My groceries are delivered, my doctor visits are zoomed, Women’s Wisdom Group meets online. Family birthdays have been celebrated via Zoom, as has church. I have the pleasure of watching my daughter perform (Zoom again) with Unscrewed Theatre in Tucson. They have a performance every Saturday night at 7:30.
My children are very kind to me, giving me various times for visits during the week. My other extended family still stays in contact with regular visits.
I drive to the Band Hall and Margie Studio (6 miles away) and play music with the No Promises House Band. We meet every week for about an hour.
The Margie Studio is my little get away next to the Band Hall. Both were built on one of my son’s property and I have two daughters who live there also. Makes for a nice little family compound. The Band Hall houses my grand piano, a lovely 7 foot Kaiwai with the nicest tone ever. I am mediocre at best as a pianist but I do so love to play. Our band has the best bass player and the best drummer ever! They follow my lead and that is pure heaven right here on this planet earth. Our repertoire opens with old songs like Basin Street Blues and always ends with St. Louis Blues.
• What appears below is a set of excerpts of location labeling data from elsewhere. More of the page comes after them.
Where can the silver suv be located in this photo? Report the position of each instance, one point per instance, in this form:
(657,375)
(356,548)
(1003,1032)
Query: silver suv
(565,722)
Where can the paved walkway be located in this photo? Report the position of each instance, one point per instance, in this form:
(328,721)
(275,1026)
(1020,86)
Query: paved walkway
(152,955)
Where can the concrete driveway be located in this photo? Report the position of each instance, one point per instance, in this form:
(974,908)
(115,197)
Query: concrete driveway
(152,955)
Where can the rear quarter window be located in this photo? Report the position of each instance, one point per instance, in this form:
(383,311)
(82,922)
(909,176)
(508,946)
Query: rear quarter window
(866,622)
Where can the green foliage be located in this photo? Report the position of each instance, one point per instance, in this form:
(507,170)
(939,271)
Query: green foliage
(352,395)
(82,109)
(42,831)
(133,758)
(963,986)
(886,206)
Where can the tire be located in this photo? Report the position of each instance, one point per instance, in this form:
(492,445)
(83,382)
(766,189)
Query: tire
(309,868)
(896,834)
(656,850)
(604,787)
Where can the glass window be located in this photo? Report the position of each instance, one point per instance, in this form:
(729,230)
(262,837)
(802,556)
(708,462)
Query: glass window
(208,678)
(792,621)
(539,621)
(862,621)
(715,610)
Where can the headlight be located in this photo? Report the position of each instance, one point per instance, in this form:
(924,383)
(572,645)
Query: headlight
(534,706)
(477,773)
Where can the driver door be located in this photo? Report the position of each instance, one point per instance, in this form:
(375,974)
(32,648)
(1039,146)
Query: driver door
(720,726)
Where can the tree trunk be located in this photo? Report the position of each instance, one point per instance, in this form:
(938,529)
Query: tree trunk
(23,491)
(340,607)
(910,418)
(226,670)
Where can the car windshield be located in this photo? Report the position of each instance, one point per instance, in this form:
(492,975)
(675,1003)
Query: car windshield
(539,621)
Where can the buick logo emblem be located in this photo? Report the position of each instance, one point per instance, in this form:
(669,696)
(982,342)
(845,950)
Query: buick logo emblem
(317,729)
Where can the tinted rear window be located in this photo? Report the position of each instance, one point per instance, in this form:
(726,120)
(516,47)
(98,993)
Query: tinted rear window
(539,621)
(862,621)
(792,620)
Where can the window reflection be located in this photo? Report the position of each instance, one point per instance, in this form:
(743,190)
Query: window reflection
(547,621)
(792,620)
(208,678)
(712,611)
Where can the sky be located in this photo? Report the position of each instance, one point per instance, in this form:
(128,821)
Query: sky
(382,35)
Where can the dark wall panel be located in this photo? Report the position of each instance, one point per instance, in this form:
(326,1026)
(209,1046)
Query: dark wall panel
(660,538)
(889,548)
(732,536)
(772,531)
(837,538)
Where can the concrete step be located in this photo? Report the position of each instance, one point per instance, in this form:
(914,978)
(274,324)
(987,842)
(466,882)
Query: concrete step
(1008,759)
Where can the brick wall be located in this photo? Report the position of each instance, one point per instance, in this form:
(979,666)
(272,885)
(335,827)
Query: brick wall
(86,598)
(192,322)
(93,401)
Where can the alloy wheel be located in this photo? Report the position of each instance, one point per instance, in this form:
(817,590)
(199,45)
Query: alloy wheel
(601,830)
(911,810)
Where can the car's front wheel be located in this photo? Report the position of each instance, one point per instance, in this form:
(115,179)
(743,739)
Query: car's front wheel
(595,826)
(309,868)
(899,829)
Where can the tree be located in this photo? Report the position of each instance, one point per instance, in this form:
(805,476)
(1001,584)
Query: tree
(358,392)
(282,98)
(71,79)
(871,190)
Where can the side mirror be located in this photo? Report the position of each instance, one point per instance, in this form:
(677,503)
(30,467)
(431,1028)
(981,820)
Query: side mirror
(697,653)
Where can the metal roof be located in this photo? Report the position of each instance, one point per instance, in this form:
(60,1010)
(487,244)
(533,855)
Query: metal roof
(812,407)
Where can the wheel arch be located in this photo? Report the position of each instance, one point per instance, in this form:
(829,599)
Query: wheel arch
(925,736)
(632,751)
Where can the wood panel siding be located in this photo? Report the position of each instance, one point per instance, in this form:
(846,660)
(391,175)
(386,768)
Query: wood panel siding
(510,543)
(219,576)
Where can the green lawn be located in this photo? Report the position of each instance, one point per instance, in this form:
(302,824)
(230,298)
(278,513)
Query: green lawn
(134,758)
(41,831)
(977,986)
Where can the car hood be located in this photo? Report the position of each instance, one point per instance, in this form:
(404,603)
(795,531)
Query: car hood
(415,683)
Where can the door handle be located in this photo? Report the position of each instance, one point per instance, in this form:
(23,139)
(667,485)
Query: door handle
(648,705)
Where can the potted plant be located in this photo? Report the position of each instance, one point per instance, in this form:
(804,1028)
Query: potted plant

Over the years, we have gotten tight and thoroughly enjoy that one hour a week of playing the same songs over and over. They sing and sometimes I add a weak alto voice on songs like Hallelujah or Sentimental Journey. We are not a performing band; we are simply a band that plays and makes no promises. Even to practice!
So that fills one hour (sometimes more if we happen to have a family meal in addition to the band playing on) of my Covid week.
Thanks to some very valued clients, I get to do my mentoring-therapy thing a few hours per week. I am so grateful that they still call and I remain in awe of the stories we humans create.
I sew a little bit and am glad to have that as a creative diversion and time filler. Routine house care, yard work, and meal prep-serve-eat, bathing, sleeping take up a large amount of the time. That leaves me with only about 50-100 hours per week to fill.
My hair continues to grow. And, I think I sort of like it.
Paul’s transition to the world of spirit was 2 years ago and I have taken over his office space for my sewing and ironing. He tells me he does not mind that intrusion. I have more than 150 pages of his messages, which is a fascinating process for me. More about that to anyone who holds an interest in life after death.
But that still leaves many hours to fill. Soooooo, the point of this blog is to confess my addiction to Outlander– The TV series, the books, the author’s various blogs and communications. I admire Diana Gabaldon so much. Her wealth of creative imagination set in historial times that connect with my own McNeely family lineage back to Ireland and Scotland have utterly kept me engaged. And being engaged in something during a quarantine is like having Christmas or birthdays to look forward to. Daily, I have my “fix” from Outlander on TV, or reading the books, or listening to the books when I want to fill a sleepless night. I thanked Diana Gabaldon for her gift and she replied, “Stay Safe!”
So, that is how I am structuring my time during this strange era in our life on this planet. I trust you have found a way to be in this new world. Things will never be the same again. More about that later.
I am very interested in how you have coped with covid????
Meanwhile, my dear friends, I say to you what this prolific author of these great Outlander stories said to me, “Stay Safe!”